In terms of gameplay features, the collection includes the ability to use borders, adjust the display size, toggle an ugly filter to make everything look bad (I kept this off as you’d expect), adjust music or sound volume, toggle control presets, and adjust the language in-game. For quality of life or accessibility options, you can enable or disable Buster Max Mode which multiples the attack of your normal shot by 100. There are no save states, but you can save fairly often from the menu in each of the games included.

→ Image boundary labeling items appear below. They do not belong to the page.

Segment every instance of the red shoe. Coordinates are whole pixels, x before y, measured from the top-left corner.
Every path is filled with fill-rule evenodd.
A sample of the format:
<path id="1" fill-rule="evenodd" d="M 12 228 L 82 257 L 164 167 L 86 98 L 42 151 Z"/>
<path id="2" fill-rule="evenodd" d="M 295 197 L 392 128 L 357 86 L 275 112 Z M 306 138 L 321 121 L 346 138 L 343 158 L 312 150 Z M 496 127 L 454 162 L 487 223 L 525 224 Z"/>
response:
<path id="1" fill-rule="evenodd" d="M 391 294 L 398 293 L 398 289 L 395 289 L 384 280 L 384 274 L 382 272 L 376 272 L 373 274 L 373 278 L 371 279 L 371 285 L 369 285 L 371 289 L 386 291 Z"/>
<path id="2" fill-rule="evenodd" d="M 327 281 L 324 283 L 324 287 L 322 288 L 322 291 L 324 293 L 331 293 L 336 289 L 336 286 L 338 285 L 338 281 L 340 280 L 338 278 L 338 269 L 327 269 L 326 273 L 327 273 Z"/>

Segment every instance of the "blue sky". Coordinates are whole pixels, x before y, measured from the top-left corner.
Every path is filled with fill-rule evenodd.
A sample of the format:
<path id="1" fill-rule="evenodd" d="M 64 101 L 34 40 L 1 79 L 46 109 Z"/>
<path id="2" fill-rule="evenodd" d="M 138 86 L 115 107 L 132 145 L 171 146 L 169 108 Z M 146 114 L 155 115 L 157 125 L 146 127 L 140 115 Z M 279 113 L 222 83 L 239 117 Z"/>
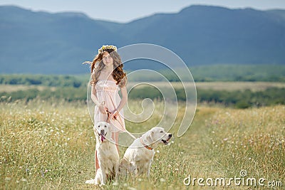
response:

In terms of extras, the collection includes an art gallery for official artwork, a mystery data gallery for art from events and merchandise, a music player featuring the soundtracks and any pre-order content, trophies (nice to have on Switch), and more. I’m pleased with the extra content included in both collections, but wish there was an option to use a single launcher for the games rather than having them split up into two packages.
As of this writing, there is sadly no font option included in Mega Man Battle Network Legacy Collection. The high resolution font, while not terrible, is quite jarring compared to the pixel art of the rest of the game. I hope a pixel-style font can be added in a post launch update. This isn’t as bad as the default Final Fantasy Pixel Remaster font on PC and mobile though.
One other annoyance is in the main menu that has Mega Man act like your actual NetNavi with the interface trying to be like a PET. This is fine initially, but the narration gets old quick. There is a silent option to turn off narration, but it resets on launching the game again for some reason. I hope this can be fixed alongside an option to not display any border or have black borders in-game.
While I couldn’t test much of the online mode pre-release, I managed to get about an hour of playtime with a friend in another country on Switch. Even when wired, it didn’t work too well. I hope it holds up better when the full game releases and more people are playing online. Consider this review based on the offline aspects of Mega Man Battle Network Legacy Collection as of now.
Mega Man Battle Network Legacy Collection on Switch vs PS5 and PS4
I’ll be updating this once I’ve tested the online more on each version, but I have no problems recommending the Switch version of Mega Man Battle Network Legacy Collection. The issues I have with the collection apply to all versions of the game, and you have a great portable option here. If you don’t care about portability, the PS4 version has support for trophies and faster loading in general. It also runs at a higher resolution when compared on my 1440p monitor. This is noticeable right from the start in the main menu on the 3D mdoel.
Mega Man Battle Network Legacy Collection (the bundle) is an easy recommendation even for even newcomers to Mega Man. I love the gameplay, and Capcom did a lot more than I expected coming into this package with tons of extras, added content, and an accessibility option. While it has a few issues holding it back, Mega Man Battle Network Legacy Collection is another win for Capcom in 2023, and I can’t wait to hopefully play it online over the coming months.